Riepilogo e applicazioni
Gesù era un ebreo del primo secolo che predicava il suo messaggio agli ebrei del primo secolo. I primi 15 anni di questo nuovo "movimento di Gesù" furono fondamentalmente una setta ebraica chiamata "La Via". Le tensioni razziali erano esistite all'interno del giudaismo e avevano trovato la loro strada in questo nuovo movimento. Queste tensioni sono aumentate quando Saulo di Tarso entra in scena e porta aggressivamente il Vangelo al mondo dei Gentili. Dal resoconto del NT, anche gli apostoli ebbero un conflitto.

Applicazione 1
I leader nella chiesa non possono vivere sempre sotto una falsa aspettativa di unità. Siamo chiamati a vivere in unità, ma non possiamo imporlo agli altri. Come individui dobbiamo impegnarci a fare la nostra parte. I leader devono abbracciare l'umiltà di ammettere quando hanno sbagliato e perdonare rapidamente gli altri.

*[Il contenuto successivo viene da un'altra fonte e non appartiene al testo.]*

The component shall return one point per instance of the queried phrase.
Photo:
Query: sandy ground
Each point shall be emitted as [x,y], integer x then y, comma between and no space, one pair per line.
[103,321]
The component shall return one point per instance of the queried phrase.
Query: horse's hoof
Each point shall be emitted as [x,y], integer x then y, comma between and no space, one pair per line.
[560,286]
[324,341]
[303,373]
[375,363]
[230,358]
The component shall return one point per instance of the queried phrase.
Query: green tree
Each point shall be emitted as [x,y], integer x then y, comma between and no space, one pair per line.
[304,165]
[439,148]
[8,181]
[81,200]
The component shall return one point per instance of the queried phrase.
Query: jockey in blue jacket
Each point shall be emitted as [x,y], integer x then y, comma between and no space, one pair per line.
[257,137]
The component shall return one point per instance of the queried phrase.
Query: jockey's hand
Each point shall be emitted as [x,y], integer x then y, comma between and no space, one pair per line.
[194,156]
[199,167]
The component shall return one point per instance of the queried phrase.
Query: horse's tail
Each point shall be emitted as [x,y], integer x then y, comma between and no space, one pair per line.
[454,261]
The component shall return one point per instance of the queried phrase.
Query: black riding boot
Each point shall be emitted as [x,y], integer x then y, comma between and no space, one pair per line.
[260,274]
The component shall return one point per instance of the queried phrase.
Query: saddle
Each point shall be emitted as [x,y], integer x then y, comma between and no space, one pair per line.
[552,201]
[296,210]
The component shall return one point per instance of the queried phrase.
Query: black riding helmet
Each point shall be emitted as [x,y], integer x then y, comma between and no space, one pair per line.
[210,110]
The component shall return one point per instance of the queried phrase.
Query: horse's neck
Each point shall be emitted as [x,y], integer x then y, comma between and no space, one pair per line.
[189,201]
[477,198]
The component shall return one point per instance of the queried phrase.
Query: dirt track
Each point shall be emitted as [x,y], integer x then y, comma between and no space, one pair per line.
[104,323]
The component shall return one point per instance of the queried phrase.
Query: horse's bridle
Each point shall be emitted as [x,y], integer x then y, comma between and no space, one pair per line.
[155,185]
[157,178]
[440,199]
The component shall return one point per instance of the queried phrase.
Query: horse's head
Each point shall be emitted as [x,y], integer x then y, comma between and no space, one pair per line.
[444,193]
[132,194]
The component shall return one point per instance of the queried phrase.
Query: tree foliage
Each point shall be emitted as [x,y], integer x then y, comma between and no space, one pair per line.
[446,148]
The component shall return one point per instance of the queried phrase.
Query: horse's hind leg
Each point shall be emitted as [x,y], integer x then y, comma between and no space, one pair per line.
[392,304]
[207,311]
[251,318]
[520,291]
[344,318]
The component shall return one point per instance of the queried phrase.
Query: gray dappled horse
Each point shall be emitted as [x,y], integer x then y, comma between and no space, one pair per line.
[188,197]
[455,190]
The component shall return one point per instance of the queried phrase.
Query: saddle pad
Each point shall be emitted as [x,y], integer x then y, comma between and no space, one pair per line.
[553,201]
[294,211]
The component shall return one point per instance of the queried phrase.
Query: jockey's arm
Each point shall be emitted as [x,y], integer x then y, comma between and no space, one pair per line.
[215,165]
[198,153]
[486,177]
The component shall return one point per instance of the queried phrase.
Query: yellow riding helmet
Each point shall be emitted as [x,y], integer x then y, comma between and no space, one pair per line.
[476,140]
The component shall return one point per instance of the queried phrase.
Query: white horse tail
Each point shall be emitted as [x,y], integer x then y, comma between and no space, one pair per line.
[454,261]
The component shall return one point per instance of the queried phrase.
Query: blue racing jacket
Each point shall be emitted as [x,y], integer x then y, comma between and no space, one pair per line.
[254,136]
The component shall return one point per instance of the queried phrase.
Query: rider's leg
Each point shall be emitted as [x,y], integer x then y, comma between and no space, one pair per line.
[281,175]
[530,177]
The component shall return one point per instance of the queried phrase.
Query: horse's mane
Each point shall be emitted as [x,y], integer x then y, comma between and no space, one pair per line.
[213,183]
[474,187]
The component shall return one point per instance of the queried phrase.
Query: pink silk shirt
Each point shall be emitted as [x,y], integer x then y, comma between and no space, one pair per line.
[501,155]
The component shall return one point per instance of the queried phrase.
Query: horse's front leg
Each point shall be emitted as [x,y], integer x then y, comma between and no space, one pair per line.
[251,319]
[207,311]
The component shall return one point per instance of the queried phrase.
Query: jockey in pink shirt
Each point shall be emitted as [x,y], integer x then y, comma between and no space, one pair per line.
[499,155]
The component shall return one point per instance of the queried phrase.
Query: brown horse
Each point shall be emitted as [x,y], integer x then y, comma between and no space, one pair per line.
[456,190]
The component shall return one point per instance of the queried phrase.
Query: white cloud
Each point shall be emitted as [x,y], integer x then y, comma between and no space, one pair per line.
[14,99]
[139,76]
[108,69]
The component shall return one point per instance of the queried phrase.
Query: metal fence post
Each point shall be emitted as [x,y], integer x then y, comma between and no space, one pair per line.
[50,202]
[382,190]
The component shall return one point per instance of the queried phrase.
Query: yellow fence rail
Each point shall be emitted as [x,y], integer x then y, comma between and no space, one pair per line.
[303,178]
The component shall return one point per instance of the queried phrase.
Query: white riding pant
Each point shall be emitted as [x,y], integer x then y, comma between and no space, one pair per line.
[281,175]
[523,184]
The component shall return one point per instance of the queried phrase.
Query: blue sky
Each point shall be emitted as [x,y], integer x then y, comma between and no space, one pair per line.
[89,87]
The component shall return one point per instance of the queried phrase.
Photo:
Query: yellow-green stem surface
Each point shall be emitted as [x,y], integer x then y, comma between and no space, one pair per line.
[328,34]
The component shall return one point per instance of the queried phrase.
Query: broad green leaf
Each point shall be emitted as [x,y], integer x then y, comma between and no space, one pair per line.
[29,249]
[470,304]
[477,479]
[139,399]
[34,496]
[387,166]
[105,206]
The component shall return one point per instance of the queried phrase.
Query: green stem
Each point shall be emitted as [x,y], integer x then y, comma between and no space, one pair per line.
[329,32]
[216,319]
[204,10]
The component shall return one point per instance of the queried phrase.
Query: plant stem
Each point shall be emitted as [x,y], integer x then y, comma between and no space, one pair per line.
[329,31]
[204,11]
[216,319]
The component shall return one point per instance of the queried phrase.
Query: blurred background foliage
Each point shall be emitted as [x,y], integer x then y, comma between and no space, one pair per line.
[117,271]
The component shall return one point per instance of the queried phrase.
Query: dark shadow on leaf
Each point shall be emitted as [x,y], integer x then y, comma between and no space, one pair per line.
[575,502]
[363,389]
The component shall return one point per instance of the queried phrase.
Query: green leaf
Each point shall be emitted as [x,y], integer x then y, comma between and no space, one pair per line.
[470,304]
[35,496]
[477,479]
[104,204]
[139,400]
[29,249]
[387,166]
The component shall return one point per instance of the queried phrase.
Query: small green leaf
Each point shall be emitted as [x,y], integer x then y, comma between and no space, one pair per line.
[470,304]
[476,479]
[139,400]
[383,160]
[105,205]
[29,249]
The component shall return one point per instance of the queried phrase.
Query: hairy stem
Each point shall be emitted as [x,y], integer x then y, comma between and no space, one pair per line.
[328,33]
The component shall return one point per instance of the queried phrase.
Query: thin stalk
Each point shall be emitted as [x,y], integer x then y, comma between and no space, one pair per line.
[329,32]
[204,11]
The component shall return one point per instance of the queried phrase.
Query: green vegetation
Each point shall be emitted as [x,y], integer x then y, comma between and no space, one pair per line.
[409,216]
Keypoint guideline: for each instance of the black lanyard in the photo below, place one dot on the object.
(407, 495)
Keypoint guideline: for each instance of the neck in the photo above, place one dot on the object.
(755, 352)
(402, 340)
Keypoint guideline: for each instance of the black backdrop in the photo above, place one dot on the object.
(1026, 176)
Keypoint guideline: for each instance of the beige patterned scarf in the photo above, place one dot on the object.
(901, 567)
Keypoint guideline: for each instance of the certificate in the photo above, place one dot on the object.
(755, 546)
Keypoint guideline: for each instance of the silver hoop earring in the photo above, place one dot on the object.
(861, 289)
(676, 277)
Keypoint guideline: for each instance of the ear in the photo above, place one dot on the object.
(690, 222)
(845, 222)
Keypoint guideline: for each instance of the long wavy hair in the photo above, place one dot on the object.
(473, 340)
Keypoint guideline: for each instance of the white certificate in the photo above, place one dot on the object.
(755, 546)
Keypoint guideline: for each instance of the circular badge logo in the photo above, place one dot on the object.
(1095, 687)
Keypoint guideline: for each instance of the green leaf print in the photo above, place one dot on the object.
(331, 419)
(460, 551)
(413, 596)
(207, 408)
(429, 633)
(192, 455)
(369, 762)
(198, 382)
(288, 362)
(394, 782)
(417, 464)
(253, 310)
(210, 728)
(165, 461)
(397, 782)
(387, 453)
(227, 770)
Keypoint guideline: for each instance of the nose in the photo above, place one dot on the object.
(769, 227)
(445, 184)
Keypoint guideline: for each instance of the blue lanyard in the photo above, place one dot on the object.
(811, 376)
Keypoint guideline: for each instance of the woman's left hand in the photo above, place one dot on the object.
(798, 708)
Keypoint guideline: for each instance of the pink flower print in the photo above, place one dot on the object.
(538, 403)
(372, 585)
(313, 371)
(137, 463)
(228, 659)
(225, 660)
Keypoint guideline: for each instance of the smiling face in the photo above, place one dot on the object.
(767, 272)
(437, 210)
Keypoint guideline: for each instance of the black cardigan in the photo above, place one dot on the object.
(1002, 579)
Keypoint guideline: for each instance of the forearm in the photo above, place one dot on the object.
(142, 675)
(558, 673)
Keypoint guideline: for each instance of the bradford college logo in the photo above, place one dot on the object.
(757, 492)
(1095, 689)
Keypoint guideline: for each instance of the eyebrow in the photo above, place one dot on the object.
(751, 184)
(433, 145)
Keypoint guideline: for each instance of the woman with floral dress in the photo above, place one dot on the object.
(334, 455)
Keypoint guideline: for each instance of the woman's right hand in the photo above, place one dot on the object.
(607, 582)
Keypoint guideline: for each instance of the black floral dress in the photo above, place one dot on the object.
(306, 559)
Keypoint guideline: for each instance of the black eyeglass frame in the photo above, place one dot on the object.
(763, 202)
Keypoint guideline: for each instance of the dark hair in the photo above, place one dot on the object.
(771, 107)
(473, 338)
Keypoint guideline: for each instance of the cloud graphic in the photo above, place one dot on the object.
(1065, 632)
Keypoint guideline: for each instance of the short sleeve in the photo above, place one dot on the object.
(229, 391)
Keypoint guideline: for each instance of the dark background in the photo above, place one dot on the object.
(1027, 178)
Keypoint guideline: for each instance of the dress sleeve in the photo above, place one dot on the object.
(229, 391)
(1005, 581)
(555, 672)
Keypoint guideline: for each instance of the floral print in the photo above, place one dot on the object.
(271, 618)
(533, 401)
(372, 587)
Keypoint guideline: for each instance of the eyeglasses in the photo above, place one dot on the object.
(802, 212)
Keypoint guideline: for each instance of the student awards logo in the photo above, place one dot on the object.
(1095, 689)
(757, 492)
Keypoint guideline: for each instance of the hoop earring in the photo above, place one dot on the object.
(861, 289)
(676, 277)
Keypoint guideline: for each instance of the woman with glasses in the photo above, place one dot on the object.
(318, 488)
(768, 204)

Nel 66 dC gli ebrei zeloti tentano di sbarazzarsi del dominio romano. I romani scendono in Giudea, assediano e rovesciano Gerusalemme nel 70 d.C., incendiando il Tempio. Il cristianesimo era stato solo un'altra setta ebraica, ma ora inizia a staccarsi dal giudaismo per diventare una chiesa dominata dai gentili. In questo periodo di transizione, anche per divergenze dottrinali, la chiesa dei gentili assume un tono antisemita.

Applicazione 2
Dio ci chiama a raggiungere i perduti ea proteggere la chiesa dalla falsa dottrina e dal lassismo morale. I leader nella chiesa devono essere fedeli al Vangelo, ma devono stare attenti a non vincere la battaglia e perdere la guerra. Nessuna persona, nessuna denominazione ha una dottrina perfetta o una comprensione perfetta del testo biblico. In qualche modo dobbiamo attenerci all'essenziale, ma lasciare che l'amore e la grazia raggiungano attraverso di noi. Le cose non essenziali non dovrebbero ostacolare l'unità per cui Gesù prega in Giovanni 17.